Motion becomes: the relaxation of informational mismatch.
I.6 Where Newton Reappears
Newton is not wrong. He is a limiting case.
His world reappears when:
- b ≈ 1
- P is very small or effectively averaged out
- fluctuations are ignored
- path-counting is replaced by smooth trajectories
- probability flux is re-described as deterministic acceleration
Then the stochastic geometry hardens into classical mechanics.
What was once:
J = probability flux
gets renamed:
a = acceleration
And what was once:
∇ DKL
gets renamed:
F
I.7 The Big Deal
This is free energy without energy.
Not free energy in joules.
Not thermodynamic heat.
Not temperature.
Rather: a purely informational tendency for distributions to move toward lower divergence.
The “force” is the slope of possibility-space.
The “mass” is whatever slows updating.
The “trajectory” is the most probable path through a branching geometry.
Appendix II: From Classical to Geometric Action
II.1 The Old Action: “Which Path Costs Least?”
In classical physics, the universe does not just ask:
What force is acting right now?
It asks a deeper question:
Which whole path is best?
This is the idea of least action.
Instead of calculating motion step by step using:
F = ma
we assign every possible path a score called action:
S = ∫ L dt
where L is the Lagrangian.
Usually:
L = T − V
meaning:
- T: kinetic energy
- V: potential energy
The real path is the one where S is stationary: a tiny change in the path does not improve it.
II.2 Why This Sounds Like Magic
Imagine throwing a ball.
Newton says:
At each moment, forces determine acceleration.
Least action says:
The ball takes the path that makes the whole journey fit together most efficiently.
These are equivalent in ordinary mechanics, but least action is more powerful because it talks about paths, not just pushes.
That matters because the Shaking Tray is all about possible paths.
II.3 The New Setting: No Energy Allowed
On the Shaking Tray, we removed:
- mass
- gravity
- kinetic energy
- potential energy
- joules
- temperature
So we cannot use:
L = T − V
There is no T.
There is no V.
But we still have paths.
The ball can go:
0 → 1 → 2 → 3
or:
0 → −1 → 0 → 1
or many other sequences.
So the question becomes: If there is no energy, what scores a path?
II.4 Path Counting Replaces Energy
At each well x:
- there is 1 door left
- there are b doors right
So moving right is not “easier” energetically.
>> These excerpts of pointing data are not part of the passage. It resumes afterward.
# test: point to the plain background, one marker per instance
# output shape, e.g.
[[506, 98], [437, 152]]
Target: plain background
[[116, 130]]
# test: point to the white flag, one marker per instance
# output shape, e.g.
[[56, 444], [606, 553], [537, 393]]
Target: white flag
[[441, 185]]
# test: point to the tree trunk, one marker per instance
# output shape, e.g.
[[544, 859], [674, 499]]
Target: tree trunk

It is simply more numerous.
The score of a path comes from how many ways that path can happen.
If a path moves right R times and left L times, its multiplicity is roughly:
bR
because each rightward move has b choices.
Taking logs gives:
log(bR) = R log b
That is the geometric action.
Not energy accumulated over time.
Information accumulated along a path.
II.5 The Geometric Action
Classical action:
S = ∫ L dt
Geometric action:
Sgeo ∼ −log(path probability)
A highly likely path has low action.
A very unlikely path has high action.
So instead of:
nature chooses the path of least energy-cost
we say:
the system samples paths with lowest surprise-cost
This connects directly to information theory.
II.6 The Role of the Stutter P
The stutter P does not push the ball.
It determines how often the tray samples the next step.
Think of P as asking:
Does the system update now?
If no, the ball stays in the same well.
If yes, it samples the local geometry.
Then:
Pr(right) = b/(b+1)
Pr(left) = 1/(b+1)
So P controls the rate of updates, while b controls the bias of those updates.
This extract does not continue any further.